Inhaled Nitric Oxide Use in Bidirectional Glenn Anastomosis for Elevated Glenn Pressures

^a Department of Pediatrics, Division of Pediatric Critical Care, Vanderbilt University School of Medicine, Nashville, Tennessee
^b Department of Pediatrics, Division of Pediatric Cardiology, Vanderbilt University School of Medicine, Nashville, Tennessee
^c Department of Pediatric Cardiothoracic Surgery, Vanderbilt University School of Medicine, Nashville, Tennessee
^d Department of Biostatistics, Vanderbilt University School of Medicine, Nashville, Tennessee

Accepted for publication November 3, 2005.

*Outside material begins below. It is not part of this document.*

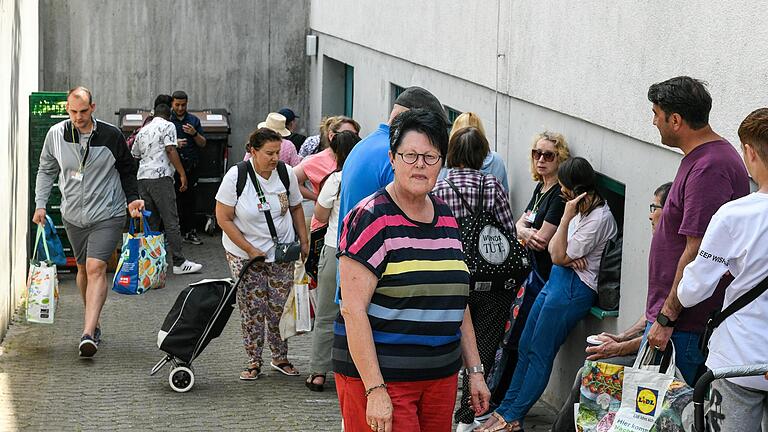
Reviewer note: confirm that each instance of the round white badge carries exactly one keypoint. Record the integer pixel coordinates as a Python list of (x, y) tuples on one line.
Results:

^_* Address correspondence to Dr Agarwal, Pediatric Critical Care, Vanderbilt Children’s Hospital, 2200 Children’s Way, 5121 B Doctors’ Office Tower, Nashville, TN 37232-9075 (Email: hemant.agarwal{at}vanderbilt.edu).

	Abstract

Top Abstract Introduction Material and Methods Results Comment Acknowledgments References

 
Background: Children frequently undergo bidirectional Glenn anastomosis in the staged surgical management of single ventricle physiology. The purpose of our study was to investigate the role of inhaled nitric oxide therapy in children with marked elevations in Glenn pressures after this surgery.

Methods: A retrospective study over a 30-month period was performed. The effect of inhaled nitric oxide therapy was analyzed in children with marked elevations of Glenn pressures resulting in decreased systemic perfusion. Effects on Glenn pressures, respiratory indices, and systemic perfusion were evaluated after initiation of nitric oxide therapy and compared with baseline parameters.

Results: Sixteen patients were placed on nitric oxide therapy for marked elevations of Glenn pressures (22.4 ± 3.9 mm Hg). In the 11 responsive patients, there were significant reductions in Glenn pressures (from 22.4 mm Hg to 17.1 mm Hg, p < 0.001) and significant improvement in partial pressure of oxygen to fraction of inspired oxygen ratio (from 49 to 74.3, p = 0.001) and oxygenation index (from 17 to 12, p = 0.005). There was simultaneous significant reduction in inotrope score (from 14.9 to 11.4, p < 0.001) and fluid volume support (from 11.4 mL/kg to 2.3 mL/kg, p < 0.001) in the responsive patients. Five patients that failed to show any response were found, subsequently, to have an anatomic lesion.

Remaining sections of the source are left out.